How to say No to a Client

Client ideas for change or improvement are almost always an indicator of their investment. It can be an investment in the product itself. It can also be an investment in some meaningful aspect of organizational culture or operations to which the product is somehow connected.

No matter which of these motivations leads a client to share an idea or make a feature request, the right response for the product lead is to evaluate the input seriously and reasonably. Whether or not my team and I ultimately support a client idea, the method for addressing it is built on respect for the client. I seek first to understand deeply, consider both the client’s context and the wider business or service context, and then communicate my recommendations to the client.

One example that illustrates how I've done this successfully involved an important stage in the user journey: getting to the first experience.

My organization delivered digital services and products to universities. Their students accessed these offerings via our website, alongside other users who were not connected to a client institution.

As an external vendor, we could not reliably distinguish users from different client universities, or distinguish users who had no connection to a client university from those who did. For this reason, each of our clients had to set up a portal on its domain to authenticate their users before passing them to our site.

While the process worked, it added some complexity for users. They sometimes pointed that out, as did our clients. I studied options for improving the process, including interviewing users about their experiences. Ultimately, I decided that the most efficient and effective course of action was to help my clients write simple and informative instructions that would describe in advance the steps users needed to take. In this way, we would at least not surprise users on their journey.

In most cases, my client partners were happy with this solution. Improving communication with users was a goal we shared. However, one important stakeholder asked why we could not just take a user's signup email address as validation.

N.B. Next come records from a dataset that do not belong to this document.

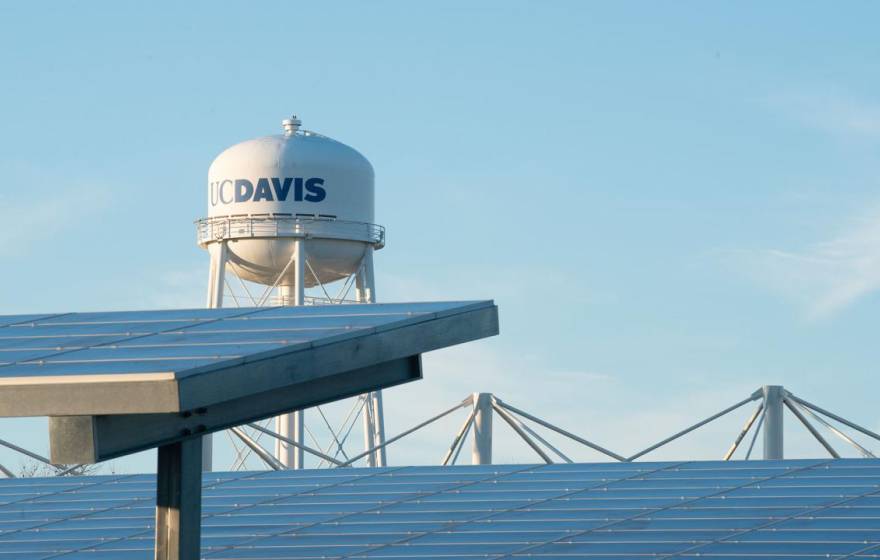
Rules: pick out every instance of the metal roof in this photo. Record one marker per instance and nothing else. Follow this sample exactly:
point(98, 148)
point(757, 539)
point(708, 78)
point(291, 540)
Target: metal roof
point(717, 509)
point(175, 360)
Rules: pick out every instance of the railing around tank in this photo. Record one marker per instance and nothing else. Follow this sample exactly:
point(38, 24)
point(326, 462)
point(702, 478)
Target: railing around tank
point(237, 227)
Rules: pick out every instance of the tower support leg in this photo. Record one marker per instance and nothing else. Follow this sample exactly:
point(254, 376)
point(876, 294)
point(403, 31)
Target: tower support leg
point(179, 500)
point(481, 453)
point(773, 422)
point(374, 415)
point(216, 283)
point(290, 425)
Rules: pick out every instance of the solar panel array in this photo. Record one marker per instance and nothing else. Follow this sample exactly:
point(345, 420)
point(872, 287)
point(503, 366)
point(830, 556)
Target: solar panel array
point(131, 342)
point(754, 509)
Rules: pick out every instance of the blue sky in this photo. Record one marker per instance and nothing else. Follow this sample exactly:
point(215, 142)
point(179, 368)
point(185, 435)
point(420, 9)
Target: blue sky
point(672, 204)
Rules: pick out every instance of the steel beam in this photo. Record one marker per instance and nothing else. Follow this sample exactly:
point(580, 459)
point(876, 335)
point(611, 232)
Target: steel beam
point(773, 422)
point(91, 439)
point(178, 500)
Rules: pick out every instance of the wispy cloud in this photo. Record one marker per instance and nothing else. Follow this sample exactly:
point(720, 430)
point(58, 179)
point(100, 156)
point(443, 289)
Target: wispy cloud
point(834, 111)
point(825, 277)
point(26, 221)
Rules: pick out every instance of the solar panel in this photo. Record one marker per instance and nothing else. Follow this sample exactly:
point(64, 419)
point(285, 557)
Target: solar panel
point(115, 383)
point(766, 509)
point(175, 360)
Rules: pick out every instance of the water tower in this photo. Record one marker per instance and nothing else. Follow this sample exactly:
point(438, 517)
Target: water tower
point(294, 211)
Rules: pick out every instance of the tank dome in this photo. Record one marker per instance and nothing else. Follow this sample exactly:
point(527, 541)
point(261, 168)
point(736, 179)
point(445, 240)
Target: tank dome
point(266, 191)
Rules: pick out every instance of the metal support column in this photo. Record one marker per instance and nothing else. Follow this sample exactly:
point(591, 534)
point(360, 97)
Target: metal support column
point(773, 421)
point(216, 285)
point(374, 417)
point(291, 425)
point(481, 453)
point(179, 500)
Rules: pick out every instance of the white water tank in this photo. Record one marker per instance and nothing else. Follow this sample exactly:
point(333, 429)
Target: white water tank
point(265, 192)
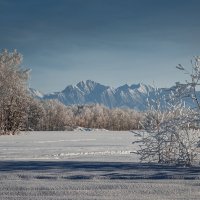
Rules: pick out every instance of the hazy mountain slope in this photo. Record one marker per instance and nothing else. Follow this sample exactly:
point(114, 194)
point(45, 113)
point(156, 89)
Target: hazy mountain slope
point(90, 92)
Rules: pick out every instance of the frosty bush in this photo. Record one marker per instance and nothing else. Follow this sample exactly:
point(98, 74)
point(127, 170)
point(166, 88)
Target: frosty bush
point(13, 93)
point(170, 133)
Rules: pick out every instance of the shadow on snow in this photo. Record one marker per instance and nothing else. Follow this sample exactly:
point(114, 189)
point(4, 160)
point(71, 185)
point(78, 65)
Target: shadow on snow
point(105, 170)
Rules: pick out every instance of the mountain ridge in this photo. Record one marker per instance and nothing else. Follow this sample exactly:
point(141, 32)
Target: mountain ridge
point(90, 92)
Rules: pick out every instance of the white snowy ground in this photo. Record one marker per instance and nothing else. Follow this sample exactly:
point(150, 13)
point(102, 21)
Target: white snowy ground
point(87, 165)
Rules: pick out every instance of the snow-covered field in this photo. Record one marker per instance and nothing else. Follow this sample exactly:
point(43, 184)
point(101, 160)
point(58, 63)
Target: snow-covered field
point(87, 165)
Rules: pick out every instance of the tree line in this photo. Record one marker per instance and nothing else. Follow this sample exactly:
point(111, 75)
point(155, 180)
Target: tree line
point(19, 111)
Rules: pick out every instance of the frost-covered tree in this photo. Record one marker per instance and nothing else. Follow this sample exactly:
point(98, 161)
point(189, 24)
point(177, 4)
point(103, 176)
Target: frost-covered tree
point(169, 135)
point(13, 92)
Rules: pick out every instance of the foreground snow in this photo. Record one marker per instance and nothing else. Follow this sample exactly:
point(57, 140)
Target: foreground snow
point(87, 165)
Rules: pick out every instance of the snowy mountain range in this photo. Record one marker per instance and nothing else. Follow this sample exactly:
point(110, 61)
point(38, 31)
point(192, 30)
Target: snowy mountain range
point(89, 92)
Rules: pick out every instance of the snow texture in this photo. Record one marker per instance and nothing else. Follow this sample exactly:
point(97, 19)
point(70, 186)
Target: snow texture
point(87, 165)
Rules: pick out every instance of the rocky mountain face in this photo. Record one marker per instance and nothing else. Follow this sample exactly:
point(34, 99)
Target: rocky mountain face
point(89, 92)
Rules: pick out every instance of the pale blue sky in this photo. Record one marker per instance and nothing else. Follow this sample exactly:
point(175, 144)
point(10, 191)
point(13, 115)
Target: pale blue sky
point(109, 41)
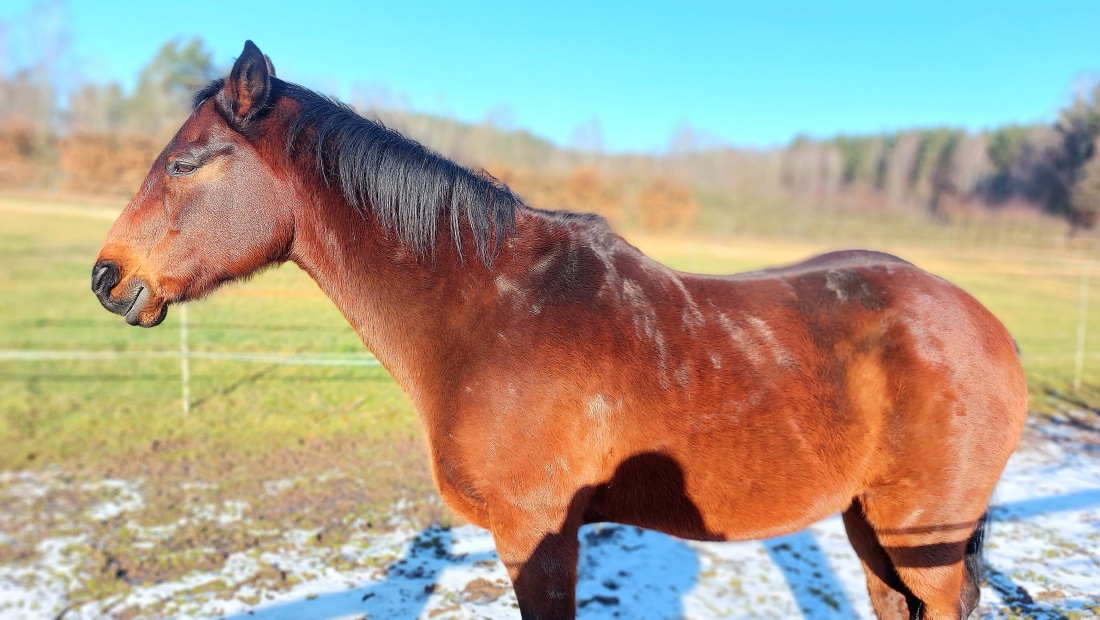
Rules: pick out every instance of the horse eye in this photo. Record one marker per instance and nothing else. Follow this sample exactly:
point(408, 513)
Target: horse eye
point(182, 168)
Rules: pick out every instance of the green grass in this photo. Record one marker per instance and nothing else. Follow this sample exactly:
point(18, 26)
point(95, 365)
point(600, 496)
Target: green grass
point(86, 413)
point(342, 442)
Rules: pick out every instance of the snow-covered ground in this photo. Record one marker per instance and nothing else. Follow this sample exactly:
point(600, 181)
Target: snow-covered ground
point(1043, 558)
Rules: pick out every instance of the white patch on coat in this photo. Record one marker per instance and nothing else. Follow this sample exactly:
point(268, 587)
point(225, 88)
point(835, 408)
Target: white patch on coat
point(645, 323)
point(781, 355)
point(743, 340)
point(683, 376)
point(834, 281)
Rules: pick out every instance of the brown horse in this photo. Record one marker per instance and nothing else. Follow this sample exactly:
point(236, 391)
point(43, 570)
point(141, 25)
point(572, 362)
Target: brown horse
point(563, 377)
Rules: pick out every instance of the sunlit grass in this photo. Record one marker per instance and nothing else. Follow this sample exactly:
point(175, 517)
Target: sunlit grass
point(90, 412)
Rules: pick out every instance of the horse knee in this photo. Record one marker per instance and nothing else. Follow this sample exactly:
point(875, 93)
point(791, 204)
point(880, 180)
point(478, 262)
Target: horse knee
point(542, 566)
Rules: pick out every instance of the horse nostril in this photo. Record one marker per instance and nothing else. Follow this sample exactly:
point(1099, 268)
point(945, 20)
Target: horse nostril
point(105, 275)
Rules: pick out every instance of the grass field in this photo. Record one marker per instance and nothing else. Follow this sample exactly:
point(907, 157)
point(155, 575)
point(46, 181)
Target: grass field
point(343, 439)
point(90, 411)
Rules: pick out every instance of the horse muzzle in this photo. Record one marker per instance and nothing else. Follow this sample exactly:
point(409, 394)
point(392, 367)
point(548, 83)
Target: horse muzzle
point(136, 300)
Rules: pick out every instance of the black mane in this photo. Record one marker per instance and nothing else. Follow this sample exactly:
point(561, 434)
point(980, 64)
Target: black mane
point(405, 185)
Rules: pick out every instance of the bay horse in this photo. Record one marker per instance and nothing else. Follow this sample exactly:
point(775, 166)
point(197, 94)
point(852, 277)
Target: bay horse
point(563, 377)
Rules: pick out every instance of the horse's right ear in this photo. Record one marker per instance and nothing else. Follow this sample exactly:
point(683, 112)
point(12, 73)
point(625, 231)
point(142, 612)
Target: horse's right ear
point(249, 87)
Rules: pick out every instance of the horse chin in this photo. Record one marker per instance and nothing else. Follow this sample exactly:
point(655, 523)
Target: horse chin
point(146, 311)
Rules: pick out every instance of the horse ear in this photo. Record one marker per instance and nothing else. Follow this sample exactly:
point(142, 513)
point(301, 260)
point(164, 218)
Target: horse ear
point(250, 82)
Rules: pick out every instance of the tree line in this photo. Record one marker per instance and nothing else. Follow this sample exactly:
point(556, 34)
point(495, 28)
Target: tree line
point(98, 137)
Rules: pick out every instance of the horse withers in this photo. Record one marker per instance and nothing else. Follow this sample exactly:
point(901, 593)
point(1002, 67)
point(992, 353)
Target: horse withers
point(563, 377)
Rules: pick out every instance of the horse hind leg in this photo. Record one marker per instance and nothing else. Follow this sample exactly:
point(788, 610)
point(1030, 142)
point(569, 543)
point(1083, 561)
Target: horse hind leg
point(939, 571)
point(890, 598)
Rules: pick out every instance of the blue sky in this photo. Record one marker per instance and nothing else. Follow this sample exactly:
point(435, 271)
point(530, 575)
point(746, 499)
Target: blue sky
point(752, 74)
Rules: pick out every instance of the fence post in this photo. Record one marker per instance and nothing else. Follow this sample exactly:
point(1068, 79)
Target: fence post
point(1081, 316)
point(185, 365)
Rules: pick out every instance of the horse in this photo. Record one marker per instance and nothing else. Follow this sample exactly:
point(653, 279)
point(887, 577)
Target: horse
point(562, 377)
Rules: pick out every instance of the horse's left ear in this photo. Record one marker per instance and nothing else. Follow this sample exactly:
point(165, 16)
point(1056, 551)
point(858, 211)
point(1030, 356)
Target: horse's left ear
point(250, 82)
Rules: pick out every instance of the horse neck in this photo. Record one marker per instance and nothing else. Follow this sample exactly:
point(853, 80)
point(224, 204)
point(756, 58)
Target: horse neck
point(413, 312)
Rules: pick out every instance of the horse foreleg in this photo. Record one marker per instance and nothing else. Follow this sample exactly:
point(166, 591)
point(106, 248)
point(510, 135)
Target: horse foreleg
point(540, 552)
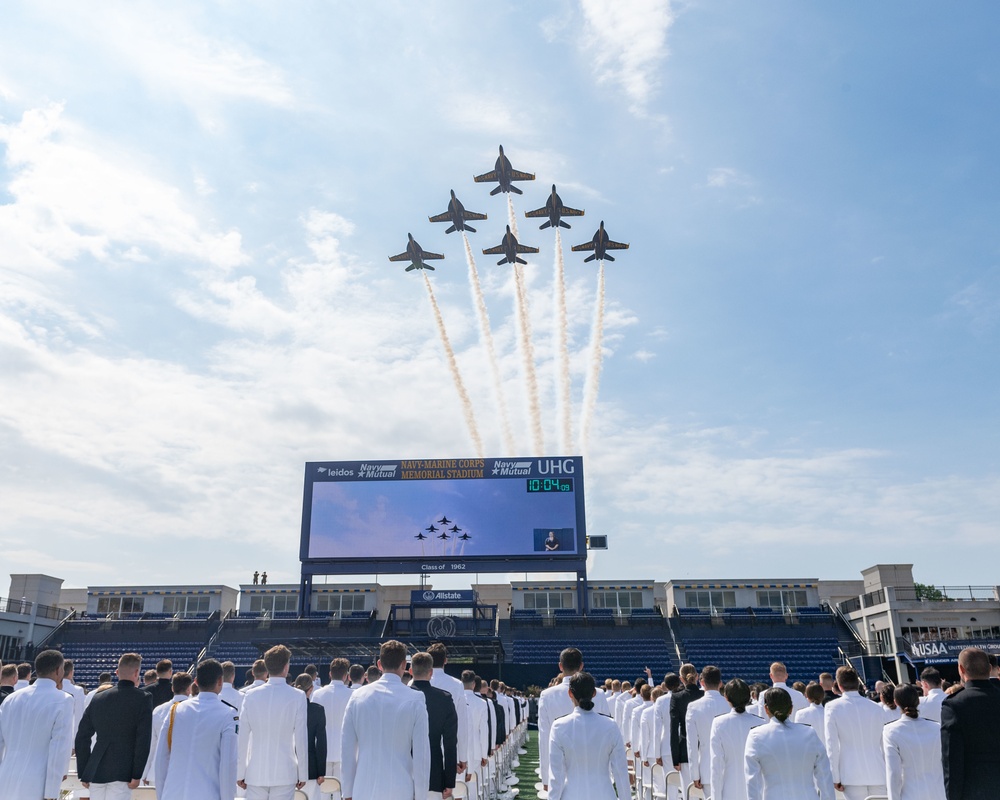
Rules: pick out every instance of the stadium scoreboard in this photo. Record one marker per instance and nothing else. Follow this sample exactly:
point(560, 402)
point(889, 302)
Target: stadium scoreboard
point(444, 516)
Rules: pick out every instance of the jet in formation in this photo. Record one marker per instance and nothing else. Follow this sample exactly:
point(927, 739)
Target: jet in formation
point(555, 211)
point(510, 248)
point(504, 174)
point(600, 244)
point(415, 253)
point(457, 216)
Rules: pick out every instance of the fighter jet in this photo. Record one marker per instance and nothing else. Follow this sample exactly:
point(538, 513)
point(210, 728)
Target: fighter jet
point(553, 209)
point(600, 244)
point(504, 174)
point(510, 248)
point(457, 215)
point(415, 253)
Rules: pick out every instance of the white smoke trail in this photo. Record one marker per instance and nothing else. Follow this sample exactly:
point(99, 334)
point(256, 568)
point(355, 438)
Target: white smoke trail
point(562, 347)
point(470, 418)
point(484, 328)
point(511, 218)
point(528, 357)
point(596, 357)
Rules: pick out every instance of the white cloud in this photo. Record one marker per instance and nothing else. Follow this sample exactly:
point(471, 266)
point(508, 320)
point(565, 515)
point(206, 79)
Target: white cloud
point(627, 43)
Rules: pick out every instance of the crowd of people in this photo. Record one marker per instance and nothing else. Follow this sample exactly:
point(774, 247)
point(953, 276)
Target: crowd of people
point(406, 729)
point(398, 729)
point(734, 741)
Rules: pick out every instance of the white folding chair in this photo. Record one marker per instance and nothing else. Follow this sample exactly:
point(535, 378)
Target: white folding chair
point(694, 793)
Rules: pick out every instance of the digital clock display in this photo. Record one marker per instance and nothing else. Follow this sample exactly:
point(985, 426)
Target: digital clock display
point(550, 485)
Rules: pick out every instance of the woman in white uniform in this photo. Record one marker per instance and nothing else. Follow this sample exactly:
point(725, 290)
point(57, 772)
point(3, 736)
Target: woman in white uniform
point(728, 743)
point(912, 749)
point(586, 750)
point(785, 760)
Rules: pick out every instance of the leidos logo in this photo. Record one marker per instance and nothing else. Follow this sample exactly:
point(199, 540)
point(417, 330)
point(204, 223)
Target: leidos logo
point(512, 468)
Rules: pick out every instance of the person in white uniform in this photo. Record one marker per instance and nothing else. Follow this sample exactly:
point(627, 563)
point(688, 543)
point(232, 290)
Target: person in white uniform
point(273, 756)
point(698, 722)
point(333, 697)
point(854, 740)
point(385, 748)
point(785, 760)
point(814, 715)
point(554, 702)
point(180, 684)
point(197, 751)
point(930, 703)
point(36, 734)
point(912, 749)
point(230, 694)
point(586, 750)
point(727, 743)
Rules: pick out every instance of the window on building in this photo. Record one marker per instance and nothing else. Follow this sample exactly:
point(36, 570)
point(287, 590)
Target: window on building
point(120, 605)
point(622, 601)
point(340, 604)
point(781, 598)
point(707, 600)
point(548, 601)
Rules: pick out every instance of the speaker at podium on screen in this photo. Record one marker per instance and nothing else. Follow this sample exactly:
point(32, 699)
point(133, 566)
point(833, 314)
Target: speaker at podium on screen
point(553, 540)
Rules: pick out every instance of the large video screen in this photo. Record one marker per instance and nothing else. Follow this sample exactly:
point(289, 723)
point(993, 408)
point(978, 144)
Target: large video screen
point(444, 515)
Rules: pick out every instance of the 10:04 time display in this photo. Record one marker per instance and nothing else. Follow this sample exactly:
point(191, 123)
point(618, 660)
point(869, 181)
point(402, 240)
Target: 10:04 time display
point(550, 485)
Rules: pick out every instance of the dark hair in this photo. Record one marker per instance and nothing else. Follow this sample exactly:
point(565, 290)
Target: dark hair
point(779, 703)
point(570, 660)
point(583, 688)
point(48, 662)
point(208, 673)
point(907, 700)
point(738, 694)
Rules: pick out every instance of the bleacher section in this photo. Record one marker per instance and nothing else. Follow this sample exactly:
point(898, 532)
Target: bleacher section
point(750, 658)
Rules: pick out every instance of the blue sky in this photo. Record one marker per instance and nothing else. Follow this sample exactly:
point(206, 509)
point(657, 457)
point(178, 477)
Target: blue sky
point(800, 359)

I listened, and agreed to study the feasibility of the idea. It was a reasonable request from a person with whom we had a strong relationship. They were very invested in our problem space. They were our ally at their university, which was one of our organization’s oldest clients. They championed our organization in their wider professional circles.

Once I started talking through the idea with our engineers, we saw that friction on the user's access experience was not the only relevant consideration. An email-only approach to this would create meaningful deficits.

Most significant was the effect it would have on our ability to document the use and value of our products and services. Our analytics were extremely reliable because a user's status was validated by their institution's powerful authentication resources. Although users might fail to be validated because they came to our site without using an access portal, any user who did use a portal could be attributed to that university with near certainty.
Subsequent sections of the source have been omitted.